Le travail en excentrique peut s’effectuer en PPG (préparation physique générale) et en PPS (préparation physique spécifique) et il sera bien évidemment orienté pour le trail running donc ciblé uniquement sur les membres inférieurs que sont les quadriceps, les élévateurs de la hanche, les ischio-jambiers, et les mollets.

En PPG il sera plus judicieux de se rendre en salle de sport car le matériel permettra un travail optimal en excentrique mais il est également possible de les effectuer chez soi grâce à des élastiques aux résistances plus ou moins élevées.

Enfin, note aussi qu’il est intéressant de jouer sur le temps d’exécution ou le tempo c’est-à-dire le temps effectif passée sur chaque répétition qui peut varier entre 2’’ et 5’’. Mais nous verrons cela dans la prochaine vidéo qui illustrera les bons protocoles à suivre.

Pour travailler les quadriceps il est possible par exemple d’utiliser des machines comme les presses ou les leg-machines, cela va te permettre de choisir la charge appropriée et d’effectuer la phase concentrique avec les deux jambes puis laisser la phase excentrique agir sur une seule. Ce genre de travail va permettre non seulement de renforcer muscles et tendons sollicités plus particulièrement lors les descentes prolongées mais il va aussi te préserver contre certaines blessures comme les tendinites rotuliennes.

Pour travailler les ischio-jambiers on peut là aussi procéder de la même façon que cité précédemment : effectuer la phase concentrique avec les deux jambes puis enchaîner avec la phase excentrique sur une seule.

On prend les mêmes et on recommence avec les mollets, car en effet il suffit d’effectuer la phase concentrique sur les deux pieds puis redescendre sur un seul. On peut ici ajouter une nuance qui consiste simplement à réaliser le mouvement soit jambe tendue, soit légèrement fléchie pour mieux cibler les soléaires. Ce dernier reproduit d’ailleurs plus fidèlement la foulée d’un coureur surtout chez les medio-pieds.

 

QUEL EST LA LONGUEUR DE CYCLE D’UN TRAVAIL EN EXCENTRIQUE ?
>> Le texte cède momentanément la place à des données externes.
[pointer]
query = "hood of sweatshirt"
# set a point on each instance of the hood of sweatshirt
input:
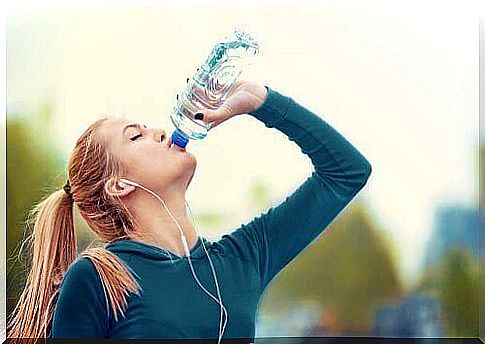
(156, 253)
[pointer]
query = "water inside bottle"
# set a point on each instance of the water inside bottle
(212, 82)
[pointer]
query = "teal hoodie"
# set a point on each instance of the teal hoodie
(171, 303)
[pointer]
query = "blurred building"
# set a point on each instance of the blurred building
(416, 316)
(455, 226)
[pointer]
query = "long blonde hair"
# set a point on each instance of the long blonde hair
(53, 243)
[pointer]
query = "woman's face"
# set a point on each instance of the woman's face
(152, 160)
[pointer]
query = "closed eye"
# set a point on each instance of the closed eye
(135, 137)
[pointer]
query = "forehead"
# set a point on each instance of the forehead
(112, 128)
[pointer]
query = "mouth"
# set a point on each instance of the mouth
(173, 146)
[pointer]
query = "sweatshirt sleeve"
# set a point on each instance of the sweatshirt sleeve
(80, 311)
(275, 237)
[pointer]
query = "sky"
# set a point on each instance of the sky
(399, 81)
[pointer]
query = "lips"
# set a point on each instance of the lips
(173, 146)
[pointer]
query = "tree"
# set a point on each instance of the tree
(349, 269)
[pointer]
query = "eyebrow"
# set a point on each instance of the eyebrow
(132, 125)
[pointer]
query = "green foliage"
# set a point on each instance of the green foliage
(33, 167)
(459, 293)
(349, 269)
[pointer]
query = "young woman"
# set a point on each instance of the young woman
(140, 283)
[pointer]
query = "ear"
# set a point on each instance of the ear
(111, 187)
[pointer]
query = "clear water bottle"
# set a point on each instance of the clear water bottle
(210, 84)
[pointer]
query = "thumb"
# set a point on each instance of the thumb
(215, 115)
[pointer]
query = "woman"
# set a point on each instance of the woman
(138, 284)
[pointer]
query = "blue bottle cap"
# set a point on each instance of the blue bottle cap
(180, 138)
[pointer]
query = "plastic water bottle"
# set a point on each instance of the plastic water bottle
(210, 84)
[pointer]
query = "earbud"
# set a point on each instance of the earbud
(122, 183)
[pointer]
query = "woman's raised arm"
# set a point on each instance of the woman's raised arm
(277, 236)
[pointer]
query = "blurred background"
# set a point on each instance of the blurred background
(401, 84)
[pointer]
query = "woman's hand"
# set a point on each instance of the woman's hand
(244, 97)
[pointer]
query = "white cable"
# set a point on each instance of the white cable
(186, 248)
(214, 273)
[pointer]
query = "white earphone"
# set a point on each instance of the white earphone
(122, 183)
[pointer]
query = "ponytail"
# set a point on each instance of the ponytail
(53, 245)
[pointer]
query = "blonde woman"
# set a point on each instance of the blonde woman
(138, 283)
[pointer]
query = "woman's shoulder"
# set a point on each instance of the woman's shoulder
(81, 272)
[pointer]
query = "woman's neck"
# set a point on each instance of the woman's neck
(156, 227)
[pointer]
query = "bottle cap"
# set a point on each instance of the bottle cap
(180, 138)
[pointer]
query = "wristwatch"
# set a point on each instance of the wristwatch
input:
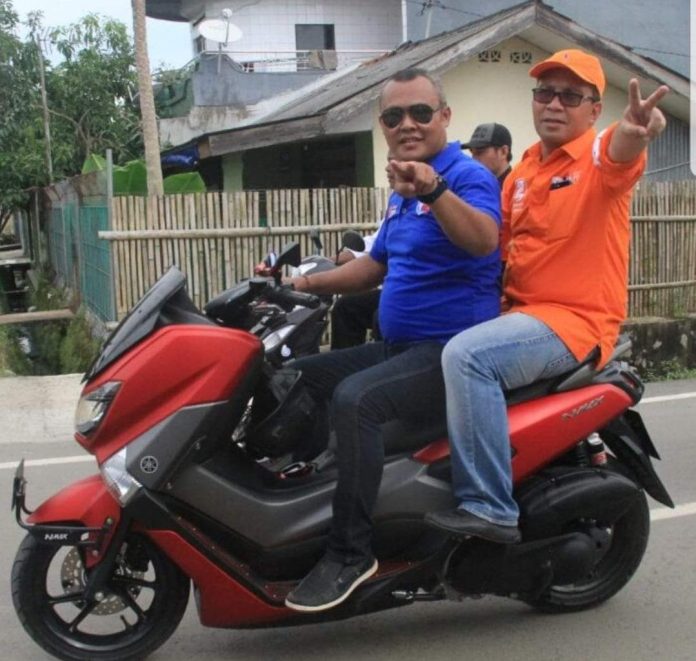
(440, 187)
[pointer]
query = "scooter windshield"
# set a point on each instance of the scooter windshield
(165, 303)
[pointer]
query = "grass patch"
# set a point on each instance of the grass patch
(47, 347)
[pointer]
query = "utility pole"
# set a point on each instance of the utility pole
(428, 7)
(44, 103)
(147, 102)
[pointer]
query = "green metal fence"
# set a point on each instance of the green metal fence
(81, 260)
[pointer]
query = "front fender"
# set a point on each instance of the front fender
(87, 501)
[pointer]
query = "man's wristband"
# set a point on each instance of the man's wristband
(440, 188)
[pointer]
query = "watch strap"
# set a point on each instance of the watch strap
(440, 187)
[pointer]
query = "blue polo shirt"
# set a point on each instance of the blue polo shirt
(433, 289)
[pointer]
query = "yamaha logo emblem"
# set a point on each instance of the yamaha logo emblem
(149, 464)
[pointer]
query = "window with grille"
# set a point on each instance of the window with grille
(521, 57)
(492, 55)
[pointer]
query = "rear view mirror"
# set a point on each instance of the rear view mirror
(290, 255)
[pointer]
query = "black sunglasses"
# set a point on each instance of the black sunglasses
(567, 98)
(419, 112)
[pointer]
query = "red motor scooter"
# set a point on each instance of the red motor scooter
(182, 413)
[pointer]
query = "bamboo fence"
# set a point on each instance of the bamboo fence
(217, 238)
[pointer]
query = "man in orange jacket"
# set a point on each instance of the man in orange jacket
(565, 240)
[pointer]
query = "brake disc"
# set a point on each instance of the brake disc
(73, 579)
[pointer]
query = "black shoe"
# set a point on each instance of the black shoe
(464, 524)
(329, 584)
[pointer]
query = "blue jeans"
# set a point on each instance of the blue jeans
(479, 364)
(364, 387)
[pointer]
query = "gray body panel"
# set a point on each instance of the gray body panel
(276, 518)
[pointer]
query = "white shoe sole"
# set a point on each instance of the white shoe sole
(313, 609)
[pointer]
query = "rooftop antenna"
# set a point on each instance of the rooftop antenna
(222, 31)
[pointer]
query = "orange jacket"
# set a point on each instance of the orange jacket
(565, 240)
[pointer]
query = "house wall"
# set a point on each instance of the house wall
(269, 25)
(500, 91)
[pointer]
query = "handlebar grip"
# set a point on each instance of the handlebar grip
(286, 295)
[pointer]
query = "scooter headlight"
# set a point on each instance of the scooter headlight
(92, 407)
(122, 485)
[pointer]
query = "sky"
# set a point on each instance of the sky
(169, 43)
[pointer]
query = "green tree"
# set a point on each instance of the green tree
(21, 146)
(90, 97)
(91, 94)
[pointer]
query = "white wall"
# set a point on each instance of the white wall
(480, 92)
(269, 25)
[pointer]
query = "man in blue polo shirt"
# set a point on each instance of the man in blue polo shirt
(437, 257)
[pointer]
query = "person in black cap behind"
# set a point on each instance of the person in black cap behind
(491, 145)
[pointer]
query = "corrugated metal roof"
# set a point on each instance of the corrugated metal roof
(323, 106)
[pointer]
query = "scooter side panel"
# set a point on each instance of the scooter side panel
(222, 601)
(273, 519)
(87, 501)
(545, 428)
(177, 366)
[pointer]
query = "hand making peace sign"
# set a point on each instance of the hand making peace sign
(642, 118)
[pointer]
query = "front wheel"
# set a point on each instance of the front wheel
(145, 601)
(627, 539)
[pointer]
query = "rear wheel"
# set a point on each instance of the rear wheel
(144, 602)
(626, 540)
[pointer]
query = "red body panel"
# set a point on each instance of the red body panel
(175, 367)
(543, 429)
(86, 501)
(222, 601)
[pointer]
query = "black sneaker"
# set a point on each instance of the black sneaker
(461, 523)
(329, 584)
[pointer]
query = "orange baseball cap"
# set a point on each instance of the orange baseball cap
(584, 66)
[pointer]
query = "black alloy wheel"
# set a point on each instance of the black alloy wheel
(146, 599)
(623, 544)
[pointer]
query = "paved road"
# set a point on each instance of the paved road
(653, 617)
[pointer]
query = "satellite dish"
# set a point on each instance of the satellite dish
(222, 32)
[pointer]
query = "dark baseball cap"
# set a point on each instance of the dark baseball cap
(487, 135)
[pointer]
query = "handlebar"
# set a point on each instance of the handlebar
(285, 294)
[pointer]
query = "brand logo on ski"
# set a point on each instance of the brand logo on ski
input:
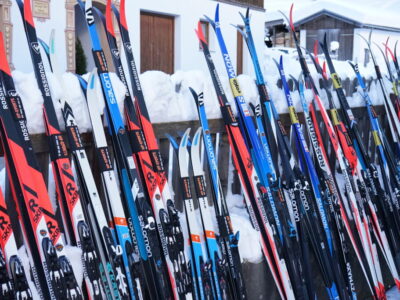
(89, 16)
(35, 47)
(128, 47)
(115, 52)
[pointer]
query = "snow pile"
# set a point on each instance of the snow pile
(169, 99)
(32, 99)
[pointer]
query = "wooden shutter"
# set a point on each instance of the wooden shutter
(156, 42)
Évidemment cela va dépendre de ce que tu recherches et quel objectif tu vises. En général les cycles peuvent varier de 2 à 3 semaines à raison d’une à deux séances hebdomadaires. Il ne faut surtout pas négliger le fait que bien que le travail en excentrique ne soit pas vraiment perceptible au niveau de la fatigue, il n’en demeure pas moins extrêmement traumatisant pour les fibres musculaires et articulations car les charges sont généralement élevées. Il faudra donc impérativement respecter un temps de repos adapté et la planification prévoira des volumes d’entrainement réduits en course à pied.

CONCLUSION

 

Le travail en excentrique sur les membres inférieurs fait aujourd’hui partie intégrante de la préparation physique en trail running. Il permet de se renforcer et de prévenir d’éventuelles blessures. D’ailleurs il est souvent utilisé dans les protocoles de traitement de pathologie comme les tendinites du tendon d’Achille.
L’effort excentrique pourrait se travailler simplement lors de séances de « casse de fibre » mais il serait vraiment intéressant de l’effectuer en renforcement sur une période « off » en PPG pour préparer la saison à venir. Pour cela il existe divers exercices à faire en salle de sport ou chez soi que l’on verra très prochainement dans le prochain article.